Until relatively recent times the population of the parish has always been mainly agricultural with most families working on the land. Although the numbers employed in agriculture declined, farming retained its significance in village life.
As well as dairy herds, beef cattle and thousands of sheep on the downs, scores of horses were kept in the village providing the main engines of work.
Hay-making and harvest time were significant parts of the local calendar – with the added romance of the hop-picking season when scores of visiting families camped around the village to gather in the crop so that it could be dried in huge local kilns, ready to be despatched to breweries.
Photographs from the last hundred years and beyond will illustrate how farming has changed – followed by an up-to-date insight into new practices and priorities.
Colin Headley, who facilitates the South Downs Farmers Group, will explain how farming is playing an increasingly important role in delivering environmental and health benefits.

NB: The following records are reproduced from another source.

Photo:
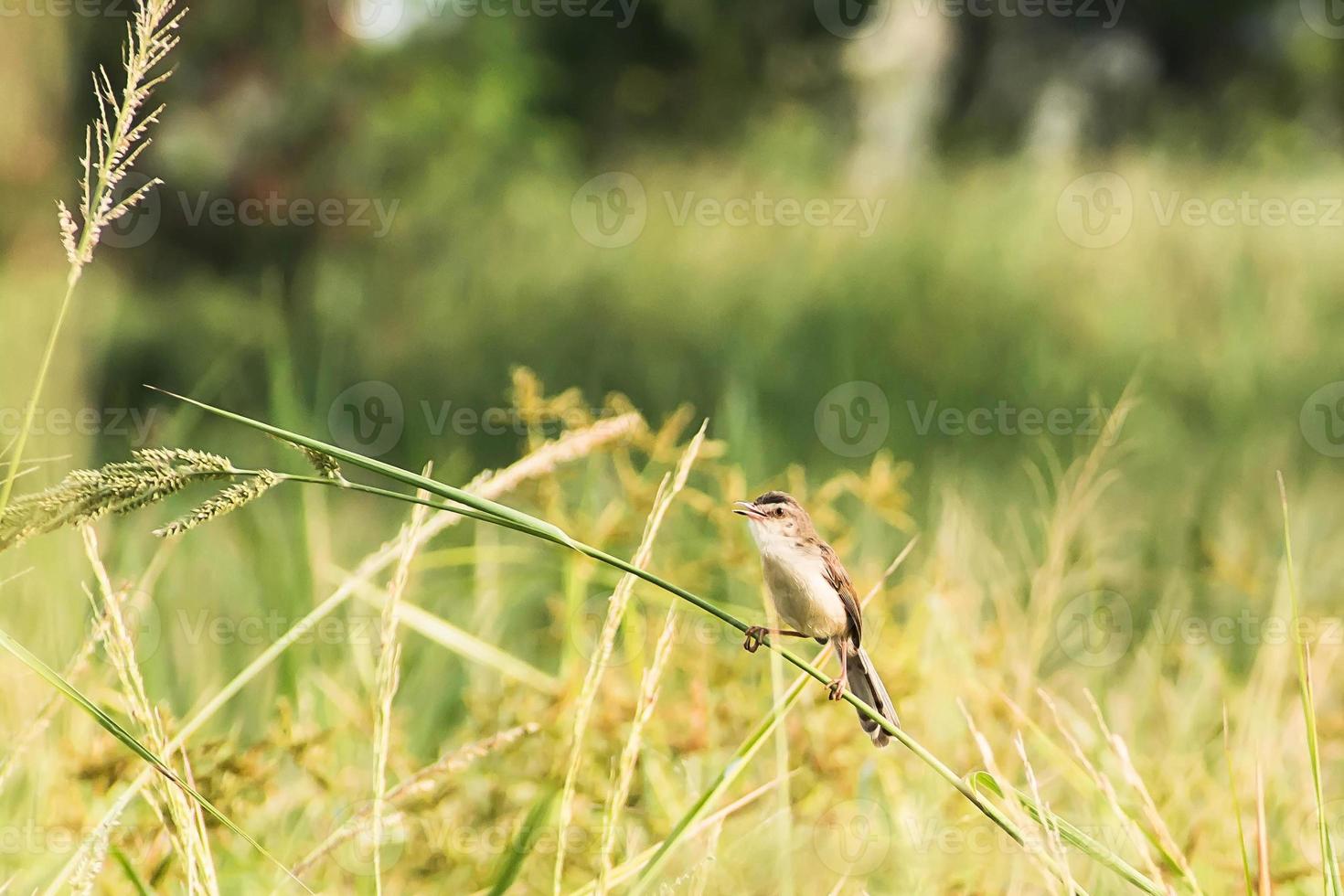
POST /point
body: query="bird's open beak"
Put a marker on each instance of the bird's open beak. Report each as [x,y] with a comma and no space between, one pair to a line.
[748,509]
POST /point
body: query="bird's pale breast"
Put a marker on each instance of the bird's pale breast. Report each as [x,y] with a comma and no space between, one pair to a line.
[801,594]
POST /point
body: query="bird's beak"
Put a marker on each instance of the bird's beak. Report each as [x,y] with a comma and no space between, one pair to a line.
[748,509]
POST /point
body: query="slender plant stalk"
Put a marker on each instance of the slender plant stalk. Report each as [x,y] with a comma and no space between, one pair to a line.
[1329,870]
[117,136]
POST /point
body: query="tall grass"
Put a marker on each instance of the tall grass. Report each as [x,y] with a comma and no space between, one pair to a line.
[113,143]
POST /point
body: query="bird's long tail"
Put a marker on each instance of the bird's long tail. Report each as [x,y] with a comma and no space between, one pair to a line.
[867,687]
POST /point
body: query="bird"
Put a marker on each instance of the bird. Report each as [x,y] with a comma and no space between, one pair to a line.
[812,592]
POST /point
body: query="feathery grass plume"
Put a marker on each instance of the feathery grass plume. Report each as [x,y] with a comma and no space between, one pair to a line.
[1133,832]
[491,484]
[325,464]
[421,789]
[672,484]
[649,687]
[91,865]
[631,867]
[461,643]
[235,496]
[183,822]
[112,145]
[1146,799]
[1044,864]
[85,496]
[1054,842]
[390,675]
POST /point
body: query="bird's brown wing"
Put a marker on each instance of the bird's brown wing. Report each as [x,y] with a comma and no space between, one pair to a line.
[839,581]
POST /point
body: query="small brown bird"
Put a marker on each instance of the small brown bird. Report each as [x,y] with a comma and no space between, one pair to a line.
[812,592]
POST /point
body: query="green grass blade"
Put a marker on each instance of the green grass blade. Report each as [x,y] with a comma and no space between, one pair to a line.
[523,841]
[729,774]
[1072,835]
[1237,809]
[1331,880]
[414,480]
[129,741]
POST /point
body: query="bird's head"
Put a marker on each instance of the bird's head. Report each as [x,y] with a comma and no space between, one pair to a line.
[774,516]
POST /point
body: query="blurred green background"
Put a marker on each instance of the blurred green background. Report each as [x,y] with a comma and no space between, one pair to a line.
[476,129]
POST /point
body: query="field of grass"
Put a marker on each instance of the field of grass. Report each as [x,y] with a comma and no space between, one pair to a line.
[1097,637]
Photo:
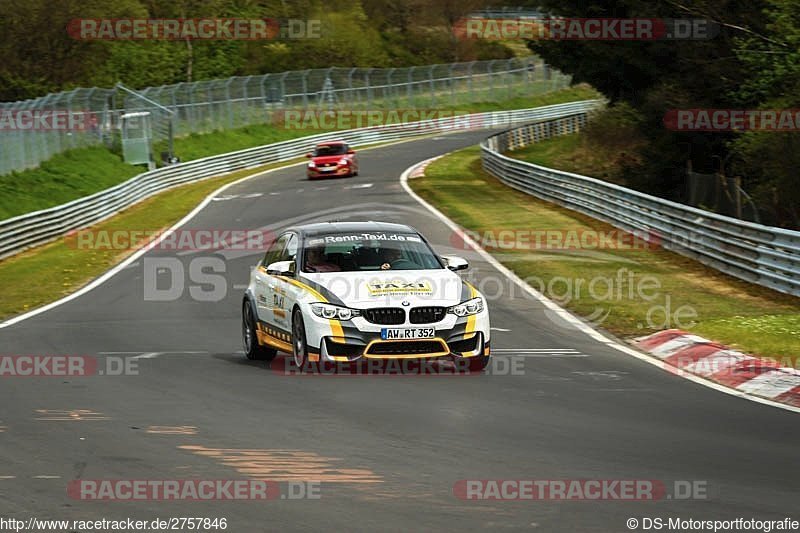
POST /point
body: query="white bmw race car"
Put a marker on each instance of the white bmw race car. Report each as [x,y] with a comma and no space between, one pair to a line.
[340,292]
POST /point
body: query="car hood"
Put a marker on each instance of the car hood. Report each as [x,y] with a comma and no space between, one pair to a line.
[364,290]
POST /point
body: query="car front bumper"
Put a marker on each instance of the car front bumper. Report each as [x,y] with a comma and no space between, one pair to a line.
[358,339]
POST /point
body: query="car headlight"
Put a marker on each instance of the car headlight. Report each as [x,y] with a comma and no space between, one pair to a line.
[331,311]
[470,307]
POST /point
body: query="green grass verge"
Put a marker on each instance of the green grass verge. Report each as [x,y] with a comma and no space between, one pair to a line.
[54,270]
[84,171]
[598,283]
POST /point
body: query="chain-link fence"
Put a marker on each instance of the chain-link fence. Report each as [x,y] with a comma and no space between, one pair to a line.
[205,106]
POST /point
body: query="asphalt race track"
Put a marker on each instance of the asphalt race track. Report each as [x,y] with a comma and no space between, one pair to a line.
[389,449]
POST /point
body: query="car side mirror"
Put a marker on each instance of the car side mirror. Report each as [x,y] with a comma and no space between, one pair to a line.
[455,263]
[281,268]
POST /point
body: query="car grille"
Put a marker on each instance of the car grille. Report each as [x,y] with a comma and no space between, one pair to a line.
[407,348]
[385,315]
[427,315]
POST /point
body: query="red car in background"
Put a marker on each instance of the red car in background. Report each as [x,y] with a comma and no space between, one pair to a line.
[332,159]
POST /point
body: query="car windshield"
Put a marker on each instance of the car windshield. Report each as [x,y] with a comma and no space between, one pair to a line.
[330,149]
[355,252]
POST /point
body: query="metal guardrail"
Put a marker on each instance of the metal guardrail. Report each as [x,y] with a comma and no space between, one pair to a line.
[764,255]
[32,229]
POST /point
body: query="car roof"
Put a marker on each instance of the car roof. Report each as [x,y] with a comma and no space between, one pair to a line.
[351,227]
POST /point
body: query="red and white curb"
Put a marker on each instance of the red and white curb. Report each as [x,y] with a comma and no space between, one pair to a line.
[716,362]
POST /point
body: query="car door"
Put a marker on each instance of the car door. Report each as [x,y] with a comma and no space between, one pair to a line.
[263,293]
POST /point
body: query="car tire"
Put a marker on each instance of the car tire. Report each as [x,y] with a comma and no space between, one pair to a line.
[299,345]
[252,349]
[478,363]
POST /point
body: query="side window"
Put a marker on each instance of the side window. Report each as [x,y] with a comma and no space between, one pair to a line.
[290,252]
[276,250]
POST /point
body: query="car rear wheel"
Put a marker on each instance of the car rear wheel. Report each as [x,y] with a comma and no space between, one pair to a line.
[252,349]
[299,346]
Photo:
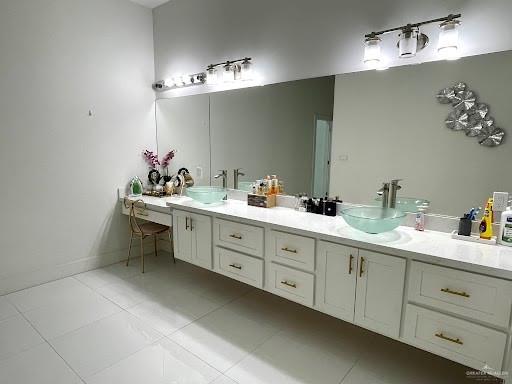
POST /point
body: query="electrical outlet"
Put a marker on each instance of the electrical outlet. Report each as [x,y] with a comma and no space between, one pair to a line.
[500,201]
[199,173]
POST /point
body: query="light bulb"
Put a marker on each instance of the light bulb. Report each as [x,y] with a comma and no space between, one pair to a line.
[246,70]
[408,43]
[177,80]
[229,73]
[448,45]
[372,54]
[211,76]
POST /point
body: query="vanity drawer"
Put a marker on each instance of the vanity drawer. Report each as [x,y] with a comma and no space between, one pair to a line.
[483,298]
[240,237]
[148,215]
[292,284]
[458,340]
[295,251]
[240,267]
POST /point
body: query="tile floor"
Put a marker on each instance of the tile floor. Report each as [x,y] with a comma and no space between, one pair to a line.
[182,324]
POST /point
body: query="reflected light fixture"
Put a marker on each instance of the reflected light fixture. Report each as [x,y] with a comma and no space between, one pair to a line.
[372,53]
[411,41]
[448,45]
[226,72]
[246,69]
[211,75]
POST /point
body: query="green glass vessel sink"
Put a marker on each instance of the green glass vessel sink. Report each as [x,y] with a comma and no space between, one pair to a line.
[373,219]
[207,195]
[410,204]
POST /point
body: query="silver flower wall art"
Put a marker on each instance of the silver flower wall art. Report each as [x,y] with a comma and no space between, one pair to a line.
[470,116]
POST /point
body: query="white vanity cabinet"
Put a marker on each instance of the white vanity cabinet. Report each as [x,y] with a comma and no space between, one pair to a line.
[458,313]
[380,292]
[193,238]
[361,286]
[336,283]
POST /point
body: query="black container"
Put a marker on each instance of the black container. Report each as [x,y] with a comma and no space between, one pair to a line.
[465,226]
[330,208]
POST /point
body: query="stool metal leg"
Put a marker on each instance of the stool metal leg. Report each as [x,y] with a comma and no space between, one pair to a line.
[171,240]
[142,253]
[129,249]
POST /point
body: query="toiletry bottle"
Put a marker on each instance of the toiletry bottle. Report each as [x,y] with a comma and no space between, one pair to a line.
[419,224]
[486,223]
[506,228]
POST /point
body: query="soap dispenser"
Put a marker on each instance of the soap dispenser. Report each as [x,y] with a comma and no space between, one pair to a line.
[505,237]
[487,220]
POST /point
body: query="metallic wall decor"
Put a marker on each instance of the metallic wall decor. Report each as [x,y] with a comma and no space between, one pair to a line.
[469,115]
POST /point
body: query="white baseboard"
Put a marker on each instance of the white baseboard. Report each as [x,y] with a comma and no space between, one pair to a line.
[24,280]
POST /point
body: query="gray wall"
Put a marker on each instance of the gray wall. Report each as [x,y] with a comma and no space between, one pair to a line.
[183,125]
[270,130]
[390,125]
[298,39]
[60,168]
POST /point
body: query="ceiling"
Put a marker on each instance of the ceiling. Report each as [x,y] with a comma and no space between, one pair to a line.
[150,3]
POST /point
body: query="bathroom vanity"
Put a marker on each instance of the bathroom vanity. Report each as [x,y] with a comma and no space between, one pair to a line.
[425,289]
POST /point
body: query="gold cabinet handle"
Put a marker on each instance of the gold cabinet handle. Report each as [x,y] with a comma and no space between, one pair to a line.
[289,283]
[456,341]
[448,290]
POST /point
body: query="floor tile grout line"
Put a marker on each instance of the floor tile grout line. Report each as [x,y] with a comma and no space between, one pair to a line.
[57,353]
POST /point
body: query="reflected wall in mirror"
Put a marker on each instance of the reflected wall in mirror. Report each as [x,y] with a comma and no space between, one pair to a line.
[183,124]
[270,130]
[388,124]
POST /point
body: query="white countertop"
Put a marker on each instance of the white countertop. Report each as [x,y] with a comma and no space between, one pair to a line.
[428,246]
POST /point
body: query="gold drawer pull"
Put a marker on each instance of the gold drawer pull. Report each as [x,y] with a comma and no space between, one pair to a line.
[289,283]
[456,341]
[448,290]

Members of this local farmers group are all motivated by a deep respect for the landscape of the South Downs – and they have a shared passion to farm in a way which delivers public benefits, including high quality, affordable food, as well as protecting resources and enhancing the natural environment and wildlife.
With these goals in mind, farming is changing yet again and Colin will describe some of the priorities, activities and achievements.
The talk will take place in Buriton Village Hall near Petersfield on Wednesday 10 April, commencing at 7.30pm.
Admission is free with a retiring collection. All are welcome.